Una spettacolare bufera di neve imperversa aggredendo le mie finestre. Il cielo è livido, viola scuro, la neve è così fitta che sembra nebbia, non si vede un accidenti di niente se non i fari delle poche auto che tentano di passare davanti casa mia. Invano, la strada è in salita e proprio dove la pendenza aumenta la strada si restringe. Il primo fesso senza catene che tenterà di passare di lì comincerà a slittare e bloccherà tutto il traffico a seguire per circa 1 Km. In senso inverso, in discesa, comincia la serie di microtamponamenti, basta toccare il freno e “Ooohhhhhh OOOOHHHHH SBAM!!” 

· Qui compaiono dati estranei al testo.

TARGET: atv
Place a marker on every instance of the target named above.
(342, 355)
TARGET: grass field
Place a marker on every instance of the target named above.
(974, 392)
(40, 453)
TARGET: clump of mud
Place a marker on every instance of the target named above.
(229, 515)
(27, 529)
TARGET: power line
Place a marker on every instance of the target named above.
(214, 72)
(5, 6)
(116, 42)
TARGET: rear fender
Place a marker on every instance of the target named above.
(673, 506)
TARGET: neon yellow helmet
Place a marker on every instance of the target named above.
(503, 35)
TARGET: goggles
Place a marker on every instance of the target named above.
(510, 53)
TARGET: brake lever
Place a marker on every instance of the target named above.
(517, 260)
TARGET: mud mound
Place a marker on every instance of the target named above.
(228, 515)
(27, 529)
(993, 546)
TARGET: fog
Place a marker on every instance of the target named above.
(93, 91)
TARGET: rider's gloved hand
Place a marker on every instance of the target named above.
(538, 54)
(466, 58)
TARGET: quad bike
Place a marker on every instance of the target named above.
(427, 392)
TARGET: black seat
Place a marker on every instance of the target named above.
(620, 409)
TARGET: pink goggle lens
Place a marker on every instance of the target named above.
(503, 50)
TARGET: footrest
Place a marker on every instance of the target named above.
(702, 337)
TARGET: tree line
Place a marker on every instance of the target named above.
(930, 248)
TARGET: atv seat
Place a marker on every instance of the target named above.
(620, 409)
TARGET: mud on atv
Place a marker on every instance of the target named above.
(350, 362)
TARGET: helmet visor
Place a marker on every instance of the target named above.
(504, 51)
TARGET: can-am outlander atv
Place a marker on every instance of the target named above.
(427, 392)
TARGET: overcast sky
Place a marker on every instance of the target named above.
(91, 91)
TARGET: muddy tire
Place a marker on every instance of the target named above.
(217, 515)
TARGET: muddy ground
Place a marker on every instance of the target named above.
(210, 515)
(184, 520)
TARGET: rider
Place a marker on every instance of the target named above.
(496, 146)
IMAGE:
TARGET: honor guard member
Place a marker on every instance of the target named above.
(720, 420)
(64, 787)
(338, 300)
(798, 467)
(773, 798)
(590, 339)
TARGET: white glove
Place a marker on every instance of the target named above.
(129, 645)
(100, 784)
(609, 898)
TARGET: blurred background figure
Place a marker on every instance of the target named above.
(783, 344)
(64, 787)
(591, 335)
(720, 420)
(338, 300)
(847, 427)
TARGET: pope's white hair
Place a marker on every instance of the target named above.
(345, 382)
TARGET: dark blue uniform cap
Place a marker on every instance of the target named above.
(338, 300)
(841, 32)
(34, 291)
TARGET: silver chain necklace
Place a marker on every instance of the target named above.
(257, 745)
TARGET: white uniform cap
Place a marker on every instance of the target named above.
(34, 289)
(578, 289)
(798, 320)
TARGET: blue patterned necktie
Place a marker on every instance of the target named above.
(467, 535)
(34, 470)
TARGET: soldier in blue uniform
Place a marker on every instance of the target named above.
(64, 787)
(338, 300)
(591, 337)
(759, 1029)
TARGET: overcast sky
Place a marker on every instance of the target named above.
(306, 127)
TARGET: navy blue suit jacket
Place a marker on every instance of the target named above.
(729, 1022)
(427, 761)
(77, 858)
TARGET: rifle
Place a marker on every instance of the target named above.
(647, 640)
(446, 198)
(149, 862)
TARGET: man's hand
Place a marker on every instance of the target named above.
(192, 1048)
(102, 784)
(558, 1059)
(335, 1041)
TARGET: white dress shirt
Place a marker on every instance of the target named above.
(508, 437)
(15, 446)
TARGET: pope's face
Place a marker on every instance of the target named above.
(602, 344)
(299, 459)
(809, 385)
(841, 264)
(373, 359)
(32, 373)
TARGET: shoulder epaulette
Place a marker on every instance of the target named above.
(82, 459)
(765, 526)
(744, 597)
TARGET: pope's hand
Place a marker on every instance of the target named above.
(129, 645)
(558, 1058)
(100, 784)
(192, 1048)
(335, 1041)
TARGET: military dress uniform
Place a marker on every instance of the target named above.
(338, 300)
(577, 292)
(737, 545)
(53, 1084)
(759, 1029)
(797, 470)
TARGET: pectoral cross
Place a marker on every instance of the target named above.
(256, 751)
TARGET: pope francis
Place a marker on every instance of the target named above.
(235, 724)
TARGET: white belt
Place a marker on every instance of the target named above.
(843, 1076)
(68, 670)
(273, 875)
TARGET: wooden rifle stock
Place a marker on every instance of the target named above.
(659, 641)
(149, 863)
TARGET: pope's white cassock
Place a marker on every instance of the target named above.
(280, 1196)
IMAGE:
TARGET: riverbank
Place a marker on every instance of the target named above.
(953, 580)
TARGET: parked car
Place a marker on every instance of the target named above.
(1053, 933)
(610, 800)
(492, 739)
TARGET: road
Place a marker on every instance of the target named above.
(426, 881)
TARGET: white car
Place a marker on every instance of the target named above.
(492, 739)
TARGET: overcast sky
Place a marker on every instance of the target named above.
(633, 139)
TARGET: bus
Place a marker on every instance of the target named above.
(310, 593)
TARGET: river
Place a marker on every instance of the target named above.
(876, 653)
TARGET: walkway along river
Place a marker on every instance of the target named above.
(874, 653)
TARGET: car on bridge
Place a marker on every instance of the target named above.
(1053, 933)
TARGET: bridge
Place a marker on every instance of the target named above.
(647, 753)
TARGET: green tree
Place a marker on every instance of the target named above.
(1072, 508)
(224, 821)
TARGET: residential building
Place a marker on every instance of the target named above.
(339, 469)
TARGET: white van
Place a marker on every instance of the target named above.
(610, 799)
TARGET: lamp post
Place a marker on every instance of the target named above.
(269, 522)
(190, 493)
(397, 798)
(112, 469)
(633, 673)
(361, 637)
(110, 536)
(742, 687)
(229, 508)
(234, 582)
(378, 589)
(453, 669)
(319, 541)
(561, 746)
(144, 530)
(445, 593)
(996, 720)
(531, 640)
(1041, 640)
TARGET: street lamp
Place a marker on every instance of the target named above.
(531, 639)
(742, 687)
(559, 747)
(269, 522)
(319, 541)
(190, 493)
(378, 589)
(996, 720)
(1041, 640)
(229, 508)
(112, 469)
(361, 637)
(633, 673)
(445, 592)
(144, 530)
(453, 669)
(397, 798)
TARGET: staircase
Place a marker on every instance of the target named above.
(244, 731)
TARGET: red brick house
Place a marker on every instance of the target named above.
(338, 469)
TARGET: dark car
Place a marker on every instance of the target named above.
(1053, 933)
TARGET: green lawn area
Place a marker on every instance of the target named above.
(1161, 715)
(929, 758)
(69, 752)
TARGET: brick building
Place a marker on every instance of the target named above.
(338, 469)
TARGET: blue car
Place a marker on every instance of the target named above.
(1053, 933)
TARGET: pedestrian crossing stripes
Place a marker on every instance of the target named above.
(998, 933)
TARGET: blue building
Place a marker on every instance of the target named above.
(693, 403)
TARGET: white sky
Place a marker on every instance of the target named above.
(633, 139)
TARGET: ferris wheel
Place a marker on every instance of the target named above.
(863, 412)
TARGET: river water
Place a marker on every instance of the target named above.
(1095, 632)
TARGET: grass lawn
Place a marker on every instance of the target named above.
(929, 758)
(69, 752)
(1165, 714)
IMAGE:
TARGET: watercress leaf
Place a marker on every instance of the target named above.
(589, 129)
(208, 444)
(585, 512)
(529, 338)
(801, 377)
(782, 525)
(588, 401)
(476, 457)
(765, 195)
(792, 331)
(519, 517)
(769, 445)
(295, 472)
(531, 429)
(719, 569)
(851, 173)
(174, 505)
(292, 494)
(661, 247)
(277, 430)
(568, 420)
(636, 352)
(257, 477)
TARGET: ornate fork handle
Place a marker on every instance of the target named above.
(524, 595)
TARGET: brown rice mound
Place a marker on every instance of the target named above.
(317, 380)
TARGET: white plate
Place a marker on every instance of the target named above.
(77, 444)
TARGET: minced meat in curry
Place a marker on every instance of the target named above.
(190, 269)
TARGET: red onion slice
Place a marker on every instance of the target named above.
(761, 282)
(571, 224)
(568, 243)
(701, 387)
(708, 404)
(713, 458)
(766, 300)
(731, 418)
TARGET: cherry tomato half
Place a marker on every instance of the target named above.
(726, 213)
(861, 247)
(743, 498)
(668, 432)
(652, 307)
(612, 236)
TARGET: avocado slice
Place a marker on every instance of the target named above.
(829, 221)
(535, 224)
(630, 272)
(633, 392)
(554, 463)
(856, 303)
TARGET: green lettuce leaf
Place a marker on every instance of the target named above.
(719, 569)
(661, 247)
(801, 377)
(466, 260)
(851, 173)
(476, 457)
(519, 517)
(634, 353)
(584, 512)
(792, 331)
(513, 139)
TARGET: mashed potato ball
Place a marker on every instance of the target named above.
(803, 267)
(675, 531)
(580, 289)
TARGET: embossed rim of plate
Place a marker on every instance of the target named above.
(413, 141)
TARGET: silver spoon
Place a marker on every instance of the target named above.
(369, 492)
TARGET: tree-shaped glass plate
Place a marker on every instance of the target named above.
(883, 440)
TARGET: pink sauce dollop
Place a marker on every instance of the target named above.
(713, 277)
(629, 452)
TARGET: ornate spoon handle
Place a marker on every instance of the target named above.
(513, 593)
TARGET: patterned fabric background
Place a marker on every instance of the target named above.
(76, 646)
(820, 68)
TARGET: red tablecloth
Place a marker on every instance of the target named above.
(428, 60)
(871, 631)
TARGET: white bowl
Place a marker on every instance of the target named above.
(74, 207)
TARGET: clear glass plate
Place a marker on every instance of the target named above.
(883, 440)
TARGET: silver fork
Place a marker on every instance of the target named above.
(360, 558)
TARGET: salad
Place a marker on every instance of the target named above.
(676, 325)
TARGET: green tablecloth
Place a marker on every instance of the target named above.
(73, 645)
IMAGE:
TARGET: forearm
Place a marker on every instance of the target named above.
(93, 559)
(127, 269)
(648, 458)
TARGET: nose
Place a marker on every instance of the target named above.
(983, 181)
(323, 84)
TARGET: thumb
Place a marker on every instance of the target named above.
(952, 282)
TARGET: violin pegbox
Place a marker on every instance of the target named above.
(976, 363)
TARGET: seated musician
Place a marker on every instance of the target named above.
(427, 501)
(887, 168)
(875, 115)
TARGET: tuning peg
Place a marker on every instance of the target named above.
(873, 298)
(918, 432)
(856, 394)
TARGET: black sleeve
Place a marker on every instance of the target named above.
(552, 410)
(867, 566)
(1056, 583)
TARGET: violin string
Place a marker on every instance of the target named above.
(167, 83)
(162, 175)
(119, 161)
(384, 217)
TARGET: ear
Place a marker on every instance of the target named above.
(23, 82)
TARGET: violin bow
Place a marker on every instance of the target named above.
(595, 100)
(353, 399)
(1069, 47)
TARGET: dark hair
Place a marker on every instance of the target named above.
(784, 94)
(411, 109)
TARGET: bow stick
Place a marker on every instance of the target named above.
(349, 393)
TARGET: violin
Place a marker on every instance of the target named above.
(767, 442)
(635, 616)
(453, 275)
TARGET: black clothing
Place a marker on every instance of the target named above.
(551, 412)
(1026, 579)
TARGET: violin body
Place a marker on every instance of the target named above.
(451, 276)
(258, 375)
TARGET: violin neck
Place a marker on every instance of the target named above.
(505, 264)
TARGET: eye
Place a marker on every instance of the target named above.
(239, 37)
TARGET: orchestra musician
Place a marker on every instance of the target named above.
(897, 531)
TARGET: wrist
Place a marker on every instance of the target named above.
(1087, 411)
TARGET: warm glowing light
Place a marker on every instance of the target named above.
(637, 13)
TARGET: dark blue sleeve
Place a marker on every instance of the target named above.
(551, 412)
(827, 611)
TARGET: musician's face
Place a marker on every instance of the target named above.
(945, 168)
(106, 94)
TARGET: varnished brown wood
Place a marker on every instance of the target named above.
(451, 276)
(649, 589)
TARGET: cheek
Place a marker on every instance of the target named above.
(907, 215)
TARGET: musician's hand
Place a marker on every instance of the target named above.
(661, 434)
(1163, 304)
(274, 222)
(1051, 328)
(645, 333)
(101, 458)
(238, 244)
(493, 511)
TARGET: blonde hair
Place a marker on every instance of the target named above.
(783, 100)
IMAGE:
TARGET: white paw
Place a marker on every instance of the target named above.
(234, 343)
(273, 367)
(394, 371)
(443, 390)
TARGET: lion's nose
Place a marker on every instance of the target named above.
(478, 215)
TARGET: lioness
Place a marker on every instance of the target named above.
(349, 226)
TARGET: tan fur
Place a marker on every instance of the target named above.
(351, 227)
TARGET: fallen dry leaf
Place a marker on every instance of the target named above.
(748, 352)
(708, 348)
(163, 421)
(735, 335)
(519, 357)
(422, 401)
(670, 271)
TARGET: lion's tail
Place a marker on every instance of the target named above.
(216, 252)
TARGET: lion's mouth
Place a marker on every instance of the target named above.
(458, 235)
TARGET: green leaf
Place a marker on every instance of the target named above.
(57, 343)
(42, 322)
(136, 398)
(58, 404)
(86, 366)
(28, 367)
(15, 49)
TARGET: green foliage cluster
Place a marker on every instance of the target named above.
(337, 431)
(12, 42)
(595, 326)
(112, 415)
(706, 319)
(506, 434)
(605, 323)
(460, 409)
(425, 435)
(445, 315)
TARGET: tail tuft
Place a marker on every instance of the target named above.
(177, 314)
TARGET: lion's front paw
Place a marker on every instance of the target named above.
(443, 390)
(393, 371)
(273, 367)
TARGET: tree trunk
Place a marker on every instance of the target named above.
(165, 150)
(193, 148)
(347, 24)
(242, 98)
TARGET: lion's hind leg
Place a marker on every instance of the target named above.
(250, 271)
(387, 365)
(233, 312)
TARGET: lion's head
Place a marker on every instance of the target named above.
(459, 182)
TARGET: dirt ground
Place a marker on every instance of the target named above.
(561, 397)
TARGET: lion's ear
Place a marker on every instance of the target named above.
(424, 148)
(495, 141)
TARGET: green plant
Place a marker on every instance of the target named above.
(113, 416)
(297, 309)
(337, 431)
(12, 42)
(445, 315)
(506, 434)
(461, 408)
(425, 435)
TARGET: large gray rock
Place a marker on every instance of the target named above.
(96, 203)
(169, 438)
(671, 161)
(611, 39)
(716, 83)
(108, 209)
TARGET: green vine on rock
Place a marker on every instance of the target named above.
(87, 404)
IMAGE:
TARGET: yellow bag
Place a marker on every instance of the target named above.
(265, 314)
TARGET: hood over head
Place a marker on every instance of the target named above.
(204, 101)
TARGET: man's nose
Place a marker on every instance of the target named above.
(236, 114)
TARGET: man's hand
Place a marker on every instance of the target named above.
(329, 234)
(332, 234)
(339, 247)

L’abete che ho davanti casa si contorce, i rami piegati fino a terra dal peso della neve, e sbuffa pulviscolo ghiacciato in faccia ai passanti sul ponte. Faccio un pò di foto con la macchina digitale e le spedisco in un posto di mare e a mia sorella negli States (a lei faranno poca impressione, ha visto le bufere dell’Illinois). Il mondo si annulla in un vorticare di fiocchi, i rumori si ovattano, restano solo sibili e qualunque odore del mondo viene coperto dall’odore freddo della neve, che sa di ossigeno, resina, acqua e roccia.
Mi riseppellisco sotto il piumone blu. Per oggi, niente jogging.